Some of us went outside and warmed our hands in front of the fire. One person remarked that if only we had marshmallows to roast.
As a serious law student, my friend Marianne decided she needed her rest and study time. So it was I who stayed up the whole night.
By 6am, the church was fully lit and full of worshipers. I had met one of the elect, a young man named John–he came from a Buddhist Chinese family in San Francisco. They had threatened to disown him if he went through with his conversion to Christianity. But he was a very determined and faith-filled young man. I was seventeen when I was a freshman in college. I don’t know that I would have had the strength and courage to do as he did. But I marveled at his new faith, and his willingness to share his story so freely. RCIA was more than an all-night Easter Vigil. It seemed to do things to people.

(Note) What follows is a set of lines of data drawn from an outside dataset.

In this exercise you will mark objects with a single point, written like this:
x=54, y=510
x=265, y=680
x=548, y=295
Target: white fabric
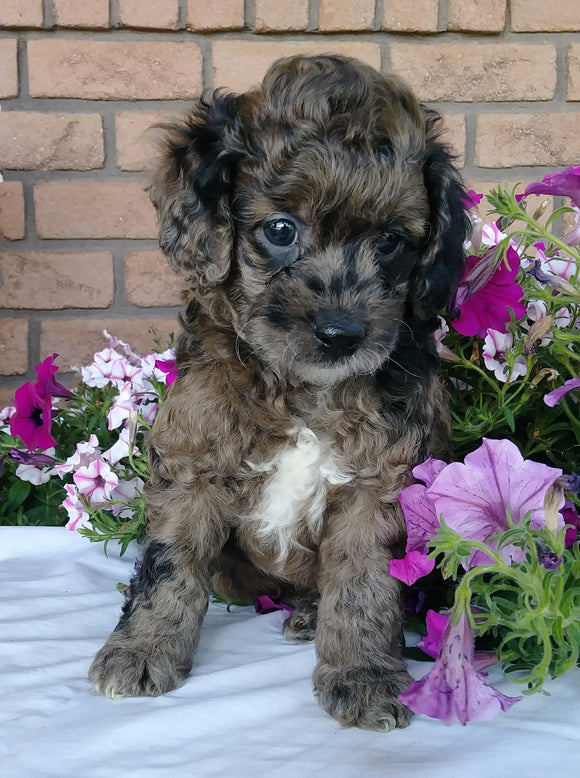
x=247, y=709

We had a pancake breakfast afterward in the church’s social hall. John was still wearing the baptismal garment and the special stole. His godparent (my host) chided him about getting syrup stains on his stole. But John grasped the ends of it and said he was wearing it all week as part of his celebration of being a new Catholic Christian.
That a teenager would endure alienation from a close-knit family: that witness amazed me. I don’t think I went through that weekend with more than a blizzard of experiences and images. But it was as momentous a conversion experience as my first was in 1969-70. When I was ten, I became a believing Catholic Christian. In 1983, I had my first awakening as a disciple. I began to think in terms of doing things, both taking personal initiative in my faith life as well as doing things for others.
I was broke and unemployed. And worse, I had no career, no real prospects for one. And no future. Or so it seemed.
I had nowhere else to go but turn tail and stay at my parents’ house while I started to figure it out. I didn’t see clearly in the Easter of 1983 what was happening. My own sense of being a church minister was slow to waken over the course of the next year. But that’s a post for another day.
I will say that as I look back with fresh eyes on thirty-years-ago, I have a renewed sense of compassion for many of the young people at the Student Center. Especially the eones who have yet to discern a real life’s path. Or who feel that there’s no place out there where they fit. I remember it well. And I can look back on how formative it was for me. But the perspective of three decades is a lot easier than the days when one is trampling through it.